In the past five years, housing prices have risen at an alarming rate. Card says that’s significantly impacting our health.

“There’s these inequitable distribution of health effects that is really important for policy makers to consider right now,” said Card.

As the cost of homes rise, the report found that home owners see a boost to their well-being. Low income individuals and renters on the other hand, hurt.

“Personally, not being able to pay rent, hydro and grocers, it does take a toll on you,” said Nickayla Threlfall who rents in Victoria. “It feels really hopeless.”

For renters, the higher housing costs are more likely to cause chronic stress and limit people’s ability to put money towards thing that help their health, like food. A study out of Dalhousie found that nearly 50 per cent of Canadians are prioritizing food costs over nutrition.

That compromised nutrition combined with the reality of less access to health care, means a diminished ability to manage chronic conditions.

“What are you even supposed to do when you get sick or you get hurt?
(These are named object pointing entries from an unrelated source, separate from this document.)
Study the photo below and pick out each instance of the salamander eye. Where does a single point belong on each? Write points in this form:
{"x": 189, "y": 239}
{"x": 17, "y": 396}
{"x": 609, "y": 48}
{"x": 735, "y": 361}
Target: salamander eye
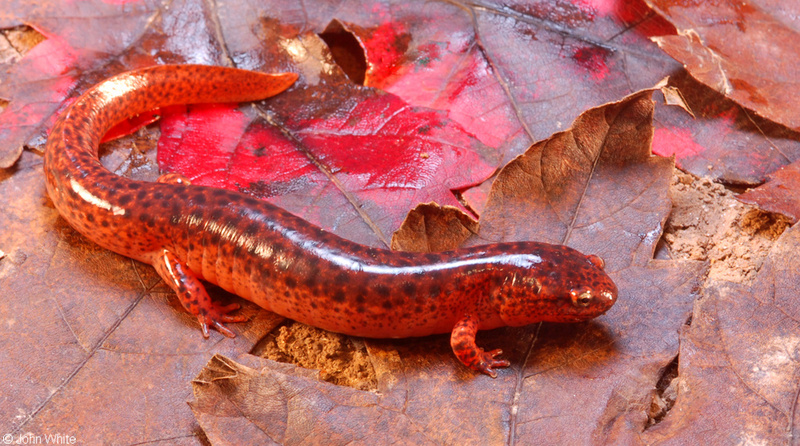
{"x": 582, "y": 299}
{"x": 596, "y": 261}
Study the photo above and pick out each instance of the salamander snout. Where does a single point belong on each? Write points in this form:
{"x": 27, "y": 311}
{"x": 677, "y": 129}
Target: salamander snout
{"x": 573, "y": 287}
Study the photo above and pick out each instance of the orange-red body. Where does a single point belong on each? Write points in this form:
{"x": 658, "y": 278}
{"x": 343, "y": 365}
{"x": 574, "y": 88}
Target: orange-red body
{"x": 283, "y": 263}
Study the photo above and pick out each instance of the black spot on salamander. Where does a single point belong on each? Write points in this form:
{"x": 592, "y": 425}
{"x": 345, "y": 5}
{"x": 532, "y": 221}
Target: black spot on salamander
{"x": 382, "y": 290}
{"x": 341, "y": 278}
{"x": 339, "y": 296}
{"x": 409, "y": 289}
{"x": 124, "y": 199}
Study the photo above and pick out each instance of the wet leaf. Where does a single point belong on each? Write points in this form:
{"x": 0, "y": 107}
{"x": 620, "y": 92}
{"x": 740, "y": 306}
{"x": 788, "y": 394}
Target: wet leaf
{"x": 421, "y": 383}
{"x": 738, "y": 360}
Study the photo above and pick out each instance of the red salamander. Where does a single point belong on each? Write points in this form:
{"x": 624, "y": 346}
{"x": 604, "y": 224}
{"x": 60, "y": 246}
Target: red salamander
{"x": 280, "y": 261}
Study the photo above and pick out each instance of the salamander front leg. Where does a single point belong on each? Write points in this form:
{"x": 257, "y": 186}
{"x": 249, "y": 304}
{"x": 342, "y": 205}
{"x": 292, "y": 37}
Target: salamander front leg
{"x": 193, "y": 295}
{"x": 462, "y": 340}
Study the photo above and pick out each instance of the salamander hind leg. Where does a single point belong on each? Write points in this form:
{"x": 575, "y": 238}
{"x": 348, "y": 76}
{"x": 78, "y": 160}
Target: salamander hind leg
{"x": 193, "y": 295}
{"x": 462, "y": 340}
{"x": 174, "y": 178}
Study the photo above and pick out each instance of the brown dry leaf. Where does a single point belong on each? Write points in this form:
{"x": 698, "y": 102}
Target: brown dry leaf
{"x": 595, "y": 187}
{"x": 745, "y": 50}
{"x": 93, "y": 332}
{"x": 602, "y": 172}
{"x": 780, "y": 194}
{"x": 430, "y": 227}
{"x": 739, "y": 360}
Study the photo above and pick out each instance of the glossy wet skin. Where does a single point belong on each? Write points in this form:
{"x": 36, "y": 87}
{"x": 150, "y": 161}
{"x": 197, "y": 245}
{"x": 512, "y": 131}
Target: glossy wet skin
{"x": 283, "y": 263}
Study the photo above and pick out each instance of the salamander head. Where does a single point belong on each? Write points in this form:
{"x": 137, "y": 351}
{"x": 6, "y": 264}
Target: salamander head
{"x": 563, "y": 286}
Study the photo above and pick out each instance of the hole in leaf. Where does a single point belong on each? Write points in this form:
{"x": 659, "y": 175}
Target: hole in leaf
{"x": 346, "y": 51}
{"x": 665, "y": 395}
{"x": 22, "y": 39}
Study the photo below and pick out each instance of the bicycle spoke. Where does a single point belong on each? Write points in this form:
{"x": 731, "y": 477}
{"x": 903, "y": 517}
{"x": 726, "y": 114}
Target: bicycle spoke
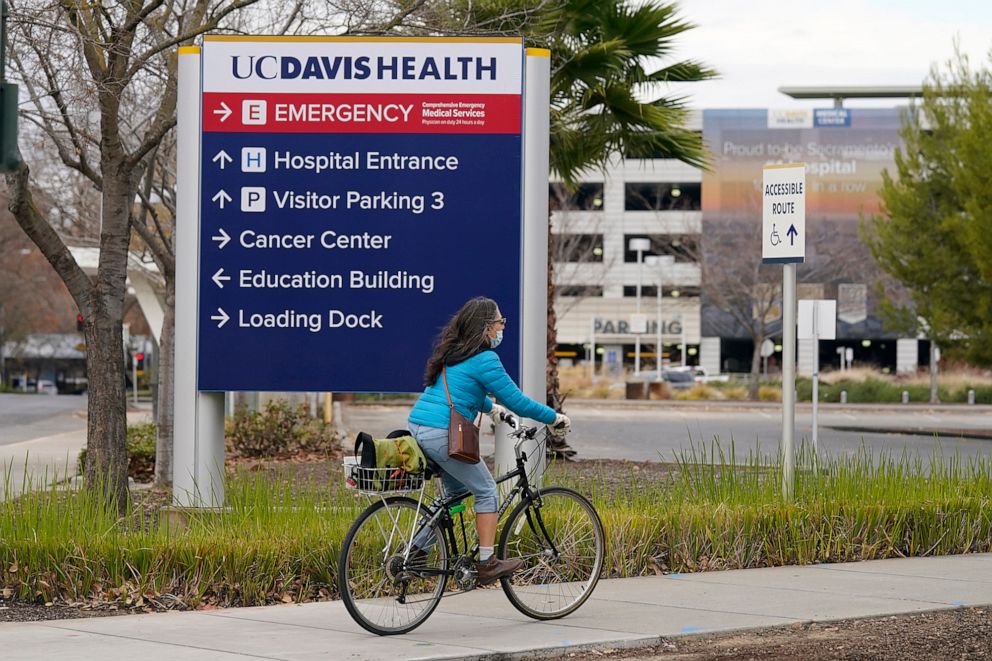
{"x": 374, "y": 575}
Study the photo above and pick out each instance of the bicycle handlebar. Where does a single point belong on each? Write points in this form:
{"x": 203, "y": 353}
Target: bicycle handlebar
{"x": 521, "y": 433}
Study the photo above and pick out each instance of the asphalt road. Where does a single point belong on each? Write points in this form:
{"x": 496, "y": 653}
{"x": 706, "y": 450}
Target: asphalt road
{"x": 30, "y": 416}
{"x": 659, "y": 433}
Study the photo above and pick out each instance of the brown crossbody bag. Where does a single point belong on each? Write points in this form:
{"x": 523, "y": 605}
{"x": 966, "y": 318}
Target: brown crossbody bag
{"x": 463, "y": 435}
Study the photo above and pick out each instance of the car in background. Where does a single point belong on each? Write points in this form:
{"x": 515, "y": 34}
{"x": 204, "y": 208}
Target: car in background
{"x": 700, "y": 375}
{"x": 675, "y": 379}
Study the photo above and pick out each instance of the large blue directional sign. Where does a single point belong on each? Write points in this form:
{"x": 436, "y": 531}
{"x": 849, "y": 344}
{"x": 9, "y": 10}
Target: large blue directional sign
{"x": 354, "y": 194}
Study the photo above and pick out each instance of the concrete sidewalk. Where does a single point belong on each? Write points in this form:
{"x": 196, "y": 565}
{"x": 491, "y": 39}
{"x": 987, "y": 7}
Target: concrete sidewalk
{"x": 40, "y": 462}
{"x": 482, "y": 624}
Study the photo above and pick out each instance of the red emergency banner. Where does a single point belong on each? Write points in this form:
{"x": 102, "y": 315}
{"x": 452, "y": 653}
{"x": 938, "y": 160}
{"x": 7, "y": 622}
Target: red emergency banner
{"x": 361, "y": 113}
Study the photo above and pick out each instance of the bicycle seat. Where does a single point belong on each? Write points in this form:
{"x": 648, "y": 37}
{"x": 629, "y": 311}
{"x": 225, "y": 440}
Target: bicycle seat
{"x": 433, "y": 470}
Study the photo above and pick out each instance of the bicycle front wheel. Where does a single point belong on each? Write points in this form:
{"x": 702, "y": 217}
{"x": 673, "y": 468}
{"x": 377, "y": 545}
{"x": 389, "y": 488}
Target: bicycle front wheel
{"x": 560, "y": 539}
{"x": 383, "y": 590}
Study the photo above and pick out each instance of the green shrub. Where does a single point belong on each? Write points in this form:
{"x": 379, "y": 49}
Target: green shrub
{"x": 278, "y": 539}
{"x": 141, "y": 441}
{"x": 278, "y": 430}
{"x": 770, "y": 393}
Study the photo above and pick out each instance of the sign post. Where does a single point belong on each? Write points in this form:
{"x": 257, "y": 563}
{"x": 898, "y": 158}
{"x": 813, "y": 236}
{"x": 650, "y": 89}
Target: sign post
{"x": 817, "y": 321}
{"x": 335, "y": 193}
{"x": 783, "y": 241}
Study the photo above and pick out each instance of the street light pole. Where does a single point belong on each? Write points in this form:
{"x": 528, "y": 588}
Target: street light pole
{"x": 661, "y": 263}
{"x": 637, "y": 337}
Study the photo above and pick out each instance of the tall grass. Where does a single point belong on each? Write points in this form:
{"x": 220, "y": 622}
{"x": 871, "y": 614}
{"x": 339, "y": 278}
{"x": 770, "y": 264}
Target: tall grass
{"x": 278, "y": 540}
{"x": 720, "y": 510}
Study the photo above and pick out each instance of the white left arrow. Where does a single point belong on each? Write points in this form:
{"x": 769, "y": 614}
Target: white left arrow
{"x": 219, "y": 278}
{"x": 223, "y": 157}
{"x": 224, "y": 111}
{"x": 221, "y": 317}
{"x": 221, "y": 198}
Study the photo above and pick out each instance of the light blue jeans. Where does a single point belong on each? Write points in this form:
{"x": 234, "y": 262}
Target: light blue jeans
{"x": 457, "y": 476}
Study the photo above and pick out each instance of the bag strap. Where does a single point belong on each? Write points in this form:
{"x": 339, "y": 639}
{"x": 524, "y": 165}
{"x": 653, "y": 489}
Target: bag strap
{"x": 445, "y": 379}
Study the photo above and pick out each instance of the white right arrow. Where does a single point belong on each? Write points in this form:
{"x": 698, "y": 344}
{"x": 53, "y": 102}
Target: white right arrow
{"x": 224, "y": 111}
{"x": 219, "y": 278}
{"x": 220, "y": 198}
{"x": 223, "y": 157}
{"x": 221, "y": 317}
{"x": 222, "y": 239}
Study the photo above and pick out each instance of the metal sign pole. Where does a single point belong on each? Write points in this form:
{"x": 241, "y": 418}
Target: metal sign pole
{"x": 198, "y": 454}
{"x": 534, "y": 295}
{"x": 592, "y": 349}
{"x": 783, "y": 231}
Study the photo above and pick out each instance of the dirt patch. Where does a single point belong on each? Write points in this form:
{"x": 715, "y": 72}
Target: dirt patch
{"x": 963, "y": 633}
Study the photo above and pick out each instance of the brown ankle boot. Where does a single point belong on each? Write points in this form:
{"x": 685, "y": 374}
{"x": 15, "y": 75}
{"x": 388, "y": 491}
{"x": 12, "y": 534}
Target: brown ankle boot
{"x": 494, "y": 568}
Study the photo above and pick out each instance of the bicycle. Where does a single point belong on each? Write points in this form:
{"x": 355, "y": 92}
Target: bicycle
{"x": 389, "y": 588}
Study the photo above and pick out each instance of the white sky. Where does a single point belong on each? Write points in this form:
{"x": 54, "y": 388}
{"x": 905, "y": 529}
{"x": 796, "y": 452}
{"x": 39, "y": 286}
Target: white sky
{"x": 759, "y": 45}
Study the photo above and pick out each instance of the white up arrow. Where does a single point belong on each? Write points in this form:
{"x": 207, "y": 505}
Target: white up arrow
{"x": 221, "y": 198}
{"x": 219, "y": 278}
{"x": 224, "y": 111}
{"x": 221, "y": 318}
{"x": 222, "y": 239}
{"x": 223, "y": 157}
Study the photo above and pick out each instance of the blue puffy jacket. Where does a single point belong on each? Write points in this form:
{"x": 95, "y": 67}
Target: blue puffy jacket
{"x": 469, "y": 382}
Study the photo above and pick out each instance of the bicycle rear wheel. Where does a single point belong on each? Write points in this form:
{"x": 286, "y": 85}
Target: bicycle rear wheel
{"x": 382, "y": 592}
{"x": 560, "y": 539}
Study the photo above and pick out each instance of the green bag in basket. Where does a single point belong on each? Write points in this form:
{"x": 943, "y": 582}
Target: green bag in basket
{"x": 398, "y": 450}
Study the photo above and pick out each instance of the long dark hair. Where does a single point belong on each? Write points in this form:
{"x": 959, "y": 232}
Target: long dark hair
{"x": 462, "y": 337}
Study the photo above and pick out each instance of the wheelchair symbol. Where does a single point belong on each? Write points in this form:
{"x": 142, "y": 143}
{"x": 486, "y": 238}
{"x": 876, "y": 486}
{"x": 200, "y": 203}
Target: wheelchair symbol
{"x": 775, "y": 238}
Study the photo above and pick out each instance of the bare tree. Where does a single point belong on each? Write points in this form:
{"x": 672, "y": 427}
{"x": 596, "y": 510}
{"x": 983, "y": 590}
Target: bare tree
{"x": 100, "y": 80}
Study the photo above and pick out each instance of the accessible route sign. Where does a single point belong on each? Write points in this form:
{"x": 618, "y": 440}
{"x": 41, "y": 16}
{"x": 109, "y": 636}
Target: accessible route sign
{"x": 355, "y": 192}
{"x": 783, "y": 217}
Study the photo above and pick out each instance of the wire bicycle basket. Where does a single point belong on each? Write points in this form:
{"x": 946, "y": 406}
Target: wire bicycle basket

There’s nothing,” said Threlfall.

Card says direct government support and housing subsidies offer a buffer, but only if they’re available.

“When there’s a good government support and a good safety net…if you fall on hard times, that really reduces the negatives impact of the stress and this worry,” said Card.

For now, the lack of housing built over the past 30 years will have costs, not only economically, but also health-wise, unless further interventions are put in place.